The fundamental continuous probability models that appear throughout statistics and applied sciences:

  • Uniform Distribution --- Assigns equal probability to all values in an interval \([a, b]\), serving as the foundation for random number generation, simulation, and probability integral transforms.
  • Exponential Distribution --- Models the time between events in a Poisson process, possessing the unique memoryless property among continuous distributions, with applications to inter-arrival times, waiting times, and component lifetimes.
  • Normal Distribution --- The most fundamental probability distribution in statistics, describing continuous data that cluster symmetrically around a central value in a characteristic bell curve, and serving as the basis for the Central Limit Theorem.

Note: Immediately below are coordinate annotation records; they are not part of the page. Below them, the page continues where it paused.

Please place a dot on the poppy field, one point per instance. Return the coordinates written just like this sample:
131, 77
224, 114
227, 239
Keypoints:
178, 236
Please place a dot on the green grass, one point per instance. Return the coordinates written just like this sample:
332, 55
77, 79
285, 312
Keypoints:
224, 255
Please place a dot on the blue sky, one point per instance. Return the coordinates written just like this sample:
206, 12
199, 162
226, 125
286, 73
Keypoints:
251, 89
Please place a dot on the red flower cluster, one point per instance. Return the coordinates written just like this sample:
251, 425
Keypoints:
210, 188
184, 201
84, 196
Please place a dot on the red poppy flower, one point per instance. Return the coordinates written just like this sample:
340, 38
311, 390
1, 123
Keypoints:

4.3 Multivariate Structure

The mathematical framework for describing the joint behavior of two or more random variables:

  • Joint Distributions --- Defines joint PMFs and PDFs that describe the probabilistic behavior of multiple random variables simultaneously, capturing how variables relate to and depend on each other.
  • Marginal and Conditional Distributions --- Shows how to recover individual distributions by marginalizing over other variables, and how to describe one variable given a specific value of another, with applications to Bayesian reasoning and regression.
  • Covariance and Correlation --- Quantifies the linear relationship between two random variables, with covariance measuring direction and magnitude of co-movement and correlation normalizing this to a dimensionless quantity between \(-1\) and \(+1\).
  • Independence vs Zero Correlation --- Clarifies the important distinction that while independence implies zero correlation, the converse is false in general, with proofs, counterexamples, and the special Gaussian case where the two notions coincide.

4.4 Code

Complete Python implementations using scipy.stats and matplotlib:

  • Normal PDF with scipy.stats --- Visualizes the normal probability density function for various parameter settings.
  • Normal Random Variates --- Generates random samples from the normal distribution.
  • Normal CDF and Quantiles --- Computes cumulative probabilities and quantile values for the normal distribution.
  • Student-t PDF --- Plots the Student's \(t\) density for different degrees of freedom.
  • Chi-Square PDF --- Visualizes the chi-square density for different degrees of freedom.
  • F-Distribution PDF --- Plots the F-distribution density for various numerator and denominator degrees of freedom.
  • Normal PPF (Quantile Function) --- Demonstrates the percent-point (inverse CDF) function for the normal distribution.
  • Normal Survival Function --- Computes upper-tail probabilities using the survival function.
  • Exponential PDF --- Visualizes the exponential density for different rate parameters.
  • Uniform PDF --- Plots the uniform density over various intervals.
  • Logistic PDF (vs Normal) --- Compares the logistic and normal densities to highlight their similar shapes and differing tail behavior.
  • Log-Normal PDF --- Visualizes the log-normal distribution and its right-skewed shape.
  • Weibull PDF and Hazard --- Plots the Weibull density and hazard function for various shape parameters.

4.5 Exercises

Practice problems covering discrete and continuous distribution calculations, multivariate probability, and dependence concepts.


Prerequisites

This chapter builds on:

  • Chapter 3 (Foundations of Probability) --- Random variables (discrete and continuous), PMFs, PDFs, CDFs, expectation, variance, covariance, and moment generating functions.

Key Takeaways

  1. The Bernoulli, binomial, geometric, negative binomial, and Poisson distributions form a complete toolkit for modeling count and trial-based phenomena.
  2. The uniform, exponential, and normal distributions are the foundational continuous models, each with distinct properties (equal likelihood, memorylessness, and the bell curve, respectively).
  3. Joint distributions capture the simultaneous behavior of multiple random variables, while marginal and conditional distributions allow us to extract information about individual variables and their dependence structure.
  4. Covariance and correlation quantify linear association, but zero correlation does not imply independence except in special cases such as the multivariate normal.
  5. Each distribution's properties (mean, variance, MGF) and relationships to other distributions (e.g., Poisson as a limit of binomial, exponential as continuous analogue of geometric) form a coherent network that recurs throughout statistical inference.